Le 2 février, les personnes handicapées ont fait tomber une mesure gouvernementale prise pour des raisons sécuritaires à travers des manifestations. Découvrez qui est à la tête de cette lutte.

Son téléphone ne cesse de sonner. A peine déposé, un autre appel. Il garde sa position sur son tricycle et répond à ses interlocuteurs. Au bout de son appareil portable, des journalistes demandent des entretiens, ses amis et collègues handicapés le remercient et des personnes ordinaires le félicitent.

La levée de mesure portant interdiction de circulation des tricycles sur le pont de Ngueli par le gouvernement est assimilée comme une victoire. Un triomphe attribué aux personnes handicapées en général et plus particulièrement à leur leader et porte-parole, Ali Oussignbédé Justin.

Durant 7 mois, le quinquagénaire a su mobiliser ses amis et collègues pour se tenir sur leurs béquilles. Son unique objectif est d’obtenir la libre circulation des tricycles sur le pont liant le Tchad au Cameroun. « Si vous voulez du miel, il faut affronter les abeilles(…) et si on me tue je vais rester comme un martyr ».  C’est sur cette leitmotiv qu’Ali Oussignbédé Justin a engagé le combat: des déclarations, manifestations et opérations de reptation.

Une mission difficile

Son engagement en faveur des personnes handicapées lui a créé des tiraillements avec ses collègues.

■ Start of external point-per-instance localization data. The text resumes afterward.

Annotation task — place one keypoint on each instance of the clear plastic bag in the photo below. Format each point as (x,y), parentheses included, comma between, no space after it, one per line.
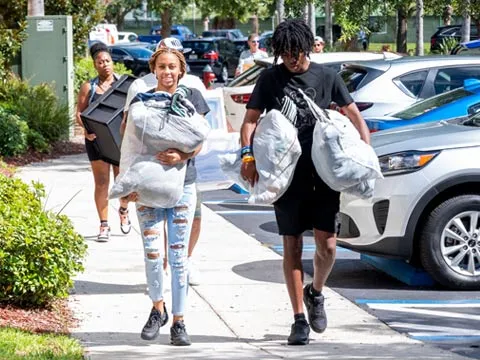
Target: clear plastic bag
(276,149)
(151,129)
(341,158)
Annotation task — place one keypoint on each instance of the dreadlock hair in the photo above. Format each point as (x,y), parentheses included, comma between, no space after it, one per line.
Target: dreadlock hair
(292,37)
(165,50)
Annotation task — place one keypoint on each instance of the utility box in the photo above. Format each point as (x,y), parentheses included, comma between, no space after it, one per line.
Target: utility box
(47,56)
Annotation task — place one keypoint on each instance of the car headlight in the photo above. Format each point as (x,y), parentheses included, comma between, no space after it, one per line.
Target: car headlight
(405,162)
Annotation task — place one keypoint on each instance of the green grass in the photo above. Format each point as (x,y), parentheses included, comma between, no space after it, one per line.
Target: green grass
(21,345)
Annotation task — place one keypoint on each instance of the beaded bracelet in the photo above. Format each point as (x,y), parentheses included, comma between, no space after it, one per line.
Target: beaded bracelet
(248,158)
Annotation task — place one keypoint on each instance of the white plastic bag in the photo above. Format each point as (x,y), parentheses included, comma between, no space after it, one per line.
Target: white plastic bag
(151,129)
(341,158)
(276,149)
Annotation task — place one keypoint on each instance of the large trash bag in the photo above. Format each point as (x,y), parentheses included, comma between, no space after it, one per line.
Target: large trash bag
(276,149)
(341,158)
(155,125)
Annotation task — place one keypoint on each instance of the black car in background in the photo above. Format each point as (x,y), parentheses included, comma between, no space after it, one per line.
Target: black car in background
(450,31)
(134,57)
(220,53)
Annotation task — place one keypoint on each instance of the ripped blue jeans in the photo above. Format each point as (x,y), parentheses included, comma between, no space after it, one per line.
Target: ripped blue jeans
(179,225)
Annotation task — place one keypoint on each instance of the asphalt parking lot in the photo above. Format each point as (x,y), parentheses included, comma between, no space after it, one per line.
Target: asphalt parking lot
(447,318)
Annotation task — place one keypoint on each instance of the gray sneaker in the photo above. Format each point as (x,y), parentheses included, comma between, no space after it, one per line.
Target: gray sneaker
(315,309)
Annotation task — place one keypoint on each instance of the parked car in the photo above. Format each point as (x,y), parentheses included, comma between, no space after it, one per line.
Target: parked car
(450,31)
(230,34)
(237,92)
(180,32)
(426,210)
(381,87)
(219,53)
(467,48)
(126,37)
(133,57)
(451,104)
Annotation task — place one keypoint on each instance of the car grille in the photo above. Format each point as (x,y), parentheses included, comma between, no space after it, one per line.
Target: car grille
(346,226)
(380,214)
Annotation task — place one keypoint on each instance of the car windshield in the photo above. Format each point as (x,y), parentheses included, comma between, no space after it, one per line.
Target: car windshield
(432,103)
(140,52)
(198,46)
(249,77)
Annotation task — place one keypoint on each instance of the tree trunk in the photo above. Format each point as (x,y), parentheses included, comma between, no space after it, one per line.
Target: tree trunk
(36,8)
(280,7)
(311,17)
(419,51)
(466,21)
(255,24)
(166,23)
(328,24)
(402,31)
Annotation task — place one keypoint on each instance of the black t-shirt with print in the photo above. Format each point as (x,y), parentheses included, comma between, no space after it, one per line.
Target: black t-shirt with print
(319,82)
(201,106)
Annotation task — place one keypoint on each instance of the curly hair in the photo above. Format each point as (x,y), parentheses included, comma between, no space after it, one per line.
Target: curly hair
(164,50)
(292,37)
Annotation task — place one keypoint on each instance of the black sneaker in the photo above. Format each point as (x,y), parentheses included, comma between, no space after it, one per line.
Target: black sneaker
(178,334)
(299,333)
(316,312)
(155,321)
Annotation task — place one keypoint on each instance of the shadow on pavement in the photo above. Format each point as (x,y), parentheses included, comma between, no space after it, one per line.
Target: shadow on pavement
(90,288)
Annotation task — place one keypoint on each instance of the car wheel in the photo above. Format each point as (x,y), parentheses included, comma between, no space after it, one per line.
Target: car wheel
(224,73)
(450,243)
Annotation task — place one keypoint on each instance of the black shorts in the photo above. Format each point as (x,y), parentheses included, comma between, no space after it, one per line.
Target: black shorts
(308,203)
(93,153)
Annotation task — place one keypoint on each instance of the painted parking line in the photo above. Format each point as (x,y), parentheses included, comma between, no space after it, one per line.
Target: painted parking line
(431,308)
(245,212)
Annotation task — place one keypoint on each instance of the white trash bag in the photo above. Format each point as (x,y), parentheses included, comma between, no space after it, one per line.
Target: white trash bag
(276,149)
(151,128)
(341,158)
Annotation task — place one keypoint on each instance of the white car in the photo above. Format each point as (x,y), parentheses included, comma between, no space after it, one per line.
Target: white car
(126,37)
(426,210)
(238,91)
(383,87)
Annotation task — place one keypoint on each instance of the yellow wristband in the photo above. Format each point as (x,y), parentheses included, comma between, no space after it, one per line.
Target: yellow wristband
(248,158)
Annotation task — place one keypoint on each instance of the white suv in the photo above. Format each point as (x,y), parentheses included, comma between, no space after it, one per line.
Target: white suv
(427,208)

Il a pris ses distances vis-à-vis de l’Association d’entraide des handicapées physiques au Tchad (AEHPT), une organisation à laquelle il a adhéré depuis son arrivée dans la capitale N’Djamena. « Ils disent qu’on est poussé par les hommes politiques et de la société civile. Ils nous ont renvoyé du siège ».

À présent le « gilet noir » comme il s’est surnommé est fier du combat qu’ils ont mené, lui et son équipe. Il n’écarte pas l’AEHPT. « Il ne faudrait pas qu’ils disent qu’on a gagné et qu’ils seront rejetés, non. La route est ouverte pour toutes les personnes handicapées ».

Cette lutte n’est pas la seule que l’enfant Soumray engagé. En 2015, il a dirigé une manifestation en faveur des personnes vivant avec un handicap. « Ils nous ont tiré dessus. Il y a eu des arrestations. La liberté, ça s’arrache». En 2000, il a pris part activement à la protestation des femmes balayeuses de route qui, réclamaient leur salaire coupé.

Le handicap

Père de deux enfants, Ali Oussignbédé est issu de la communauté Soumray de père et mère. Une communauté située au sud du Tchad notamment dans le département de Tandjilé Est. Très petit, le jeune de l’époque a perdu sa maman. A l’âge de 10 ans, il a été atteint d’une maladie. ’’ Les parents m’ont emmené à l’hôpital et c’est suite à cela que je suis devenu handicapé’’. A partir de 11 ans, il n’arrive plus à se tenir sur ses deux jambes.

L’école


Le chrétien catholique a commencé le primaire dans son village natal : Poungou 1. Son état physique a été l’une des principales difficultés durant toutes les années sur le banc de l’école . Il rampe pour rejoindre la classe. ’’ Je n’avais pas un moyen de déplacement. Quand je viens le matin, il faut 16h à 17 heures pour que je rentre, car le soleil ne me permettait pas de rentrer vite’’. Arrivé au collège, il quitte Poungou 1 pour Dila, dans le même canton. Après avoir obtenu son BEPC, l’élève handicapé a décidé de continuer ses études à Laï. Il compose le baccalauréat en 2001.

Candidat malheureux à l’examen, il quitte les bancs de l’école et embrasse le travail de la terre: la culture du riz. Ali Oussignbédé a économisé les revenus de son travail et s’offre son premier tricyle. Il débarque donc à N’Djamena pour goutter la vie en ville. Il rencontre des personnes handicapées et adhère à l’association mère.

Le business du sucre

Adepte du travail, le fils de la Tandjilé côtoie ses amis et emprunte le même chemin qu’eux: se rendre à Kousserie pour se chercher. Il découvre donc le business qui se fait autour du sucre. Intéressé, il s’engage et devient transporteur du sucre auprès des commerçants tchadiens.